One part of the problem is the need to expose, and make directly and simply manageable all networking related functions tied to the Operating System (I mean removing them as integral components and making them modules whose interactions with the OS are separately managed and controlled by the user, through simple and well distinguished software interfaces).
But apart from that need, there is the issue of how to provide the services which the OS currently supports through what are known as "active components". These are typified in my mind (and here I am out of my depth completely) by so-called "ActiveX" components and by active content in documents and files originated and operated on ("run") by some programs - Visual Basic Scripting in MS Word and other MS Office programs; Outlook, and Outlook Express being common offenders. These features have been the source of millions of dollars if not billions in lost time and property due to attacks from outside the controlled environment which exploit their inherent features - features which constitute a failure of design on a massive scale in the context of internet connected machines.
The issue presently before me is this: Can a form of Web Services be designed which can provide the facilities needed for communications between applications across the internet, without relying on inherently insecure methods and facilities active on local machines? Such an approach to communications of information among applications on local machines would eliminate the need for transmission of active content, potentially dangerous and damaging, among machines.

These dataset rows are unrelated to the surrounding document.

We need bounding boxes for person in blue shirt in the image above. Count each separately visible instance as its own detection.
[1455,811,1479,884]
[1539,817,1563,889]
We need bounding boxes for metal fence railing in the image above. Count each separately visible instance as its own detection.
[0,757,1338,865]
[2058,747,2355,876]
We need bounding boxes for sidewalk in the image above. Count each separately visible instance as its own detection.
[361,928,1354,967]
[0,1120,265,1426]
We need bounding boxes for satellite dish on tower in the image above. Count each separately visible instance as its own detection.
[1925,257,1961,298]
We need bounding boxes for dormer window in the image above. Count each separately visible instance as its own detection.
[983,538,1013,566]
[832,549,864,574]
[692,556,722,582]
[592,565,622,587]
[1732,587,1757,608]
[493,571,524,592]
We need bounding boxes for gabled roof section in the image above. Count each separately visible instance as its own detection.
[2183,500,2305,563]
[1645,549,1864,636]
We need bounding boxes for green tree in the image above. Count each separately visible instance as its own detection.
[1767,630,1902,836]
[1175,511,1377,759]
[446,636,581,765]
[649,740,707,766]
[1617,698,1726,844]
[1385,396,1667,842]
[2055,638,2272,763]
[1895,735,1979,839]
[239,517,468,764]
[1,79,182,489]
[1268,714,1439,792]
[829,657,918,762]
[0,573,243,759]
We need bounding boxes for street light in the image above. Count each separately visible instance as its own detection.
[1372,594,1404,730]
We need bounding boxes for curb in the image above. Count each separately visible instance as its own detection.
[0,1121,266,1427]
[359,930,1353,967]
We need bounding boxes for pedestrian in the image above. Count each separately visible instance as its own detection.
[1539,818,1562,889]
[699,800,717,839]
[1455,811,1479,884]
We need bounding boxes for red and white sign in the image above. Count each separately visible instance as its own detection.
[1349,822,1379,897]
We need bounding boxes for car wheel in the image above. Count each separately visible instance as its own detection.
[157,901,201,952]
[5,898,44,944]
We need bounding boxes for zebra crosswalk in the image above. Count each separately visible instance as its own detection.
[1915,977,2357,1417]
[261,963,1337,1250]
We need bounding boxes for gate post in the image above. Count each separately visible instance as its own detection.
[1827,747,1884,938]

The functions and services currently provided by active content would be performed under the supervision of the Web Services tools and facilities on the web, not on the local machine. "Web Applications" would run on tightly managed servers under the control of organizations providing services (such as when the State of Kansas permits me to prepare my state income tax return on the Web using facilities on its servers, not on my computer - which serves only as a communications and data entry terminal for this purpose).

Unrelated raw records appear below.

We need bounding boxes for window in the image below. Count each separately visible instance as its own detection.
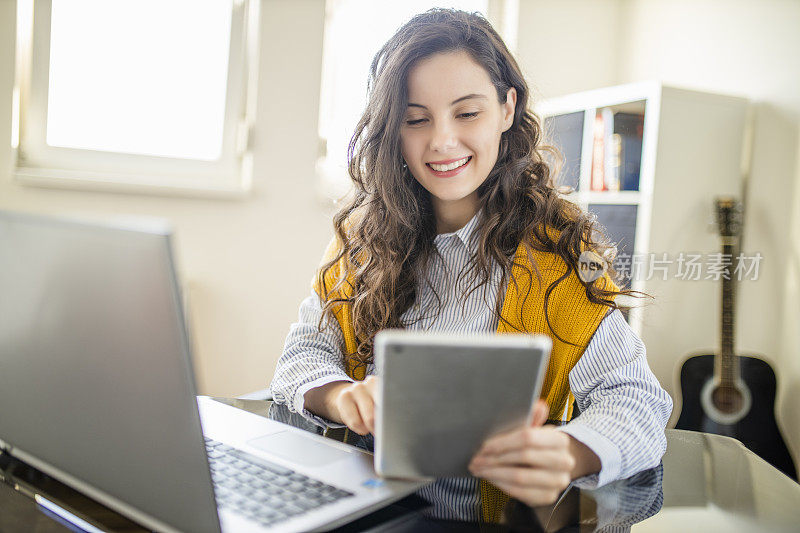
[12,0,260,198]
[316,0,518,200]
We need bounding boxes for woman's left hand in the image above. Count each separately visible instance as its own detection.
[468,399,599,507]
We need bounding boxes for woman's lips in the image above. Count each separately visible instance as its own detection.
[426,156,472,177]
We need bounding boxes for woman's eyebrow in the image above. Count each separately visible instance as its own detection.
[407,93,488,109]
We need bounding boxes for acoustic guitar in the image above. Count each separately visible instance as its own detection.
[675,197,797,479]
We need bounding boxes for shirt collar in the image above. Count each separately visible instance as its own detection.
[433,209,482,254]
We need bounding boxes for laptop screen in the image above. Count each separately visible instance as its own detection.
[0,211,220,533]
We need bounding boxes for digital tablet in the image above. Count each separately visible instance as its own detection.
[373,330,552,479]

In this frame, the objective is the elimination of active code on the client side, no intrusion of active code from web sites onto client machines, and the processing of data and applications on servers - NOT on the client or local machine. I wonder if such a model is technically feasible, and if so if anyone is working on building it.
I fear that there is currently a trend in software and network design to further break down the wall between code on the client machine and that on networks, including the internet. And that this trend is turning the computer and other 'web enabled' devices in our space into unwanted and unwelcome intruders, and spies. Let us be clear that such intrusion is NOT necesary to gain the benefits of use of and interaction with the rest of the world through the interned. It is an artifact of the current model of local, client machine interaction with networks. And other models, I believe, exist and are vastly preferable.